Jeremy's Weblog

I recently graduated from Harvard Law School. This is my weblog. It tries to be funny. E-mail me if you like it. For an index of what's lurking in the archives, sorted by category, click here.

Tuesday, August 16, 2005

Berlin, Day Two

The other thing my readers told me in great numbers, besides the Vasa Museum, was to eat a Doner Kebab in Berlin. So we did. Good, but we probably could have searched out a better place. Or maybe I just wasn't that hungry.
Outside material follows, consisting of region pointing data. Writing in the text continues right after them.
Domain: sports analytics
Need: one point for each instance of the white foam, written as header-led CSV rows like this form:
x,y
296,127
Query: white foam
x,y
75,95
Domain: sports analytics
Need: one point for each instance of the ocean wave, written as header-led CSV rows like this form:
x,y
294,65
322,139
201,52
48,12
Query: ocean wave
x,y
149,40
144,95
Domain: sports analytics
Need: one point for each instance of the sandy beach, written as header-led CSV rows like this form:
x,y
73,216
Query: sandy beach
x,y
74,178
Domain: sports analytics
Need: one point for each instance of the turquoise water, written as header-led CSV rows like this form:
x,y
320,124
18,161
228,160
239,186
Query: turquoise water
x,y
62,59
Then we did a 5-hour walking tour of the city. Our guide was Barnaby. I share that only because people e-mailed me recommending Terry (who now only does Potsdam tours) and Kristian. We didn't really make an active decision, but Barnaby was the guy who picked up at our hostel, and he was with Terry's company, so we went with him. It was a good tour. We saw all of the big Berlin sites, like the wall, and the Reichstag, and Checkpoint Charlie, and the site of Hitler's bunker, and some palaces and monuments. There's a piece of the Berlin Wall by a nightclub. The wall is guarded by some very perfunctory fence you can easily hop over. One of my friends said it was hard to get over the fence. Well, not as hard as getting over the wall. Barnaby was good about giving us the history and background so all made sense.

He told us about a graffiti guy -- Berlin is covered in graffiti -- who draws the number 6 on lots of surfaces around town, but only temporary ones. Because 6 sounds like "sex" and he supports free love. Or something like that.

Other highlights:

1. Germans count their trees. There are 412,000 in Berlin.

2. We saw where skater Katarina Witt's apartment was.

3. There are 17 shades of brown in German, good for describing East German architecture.

For dinner, we ate in a Mexican restaurant. Maybe not the best choice in Berlin, but it wasn't bad. The waiter, who looked Mexican but didn't know Spanish, called the quesadilla a quesallada, repeatedly.

Then we hung out at another hostel, which had Trivia Night in the bar, and we won. I mean, it would have been shameful if we hadn't, I suppose. Even though a third of the questions were about German history.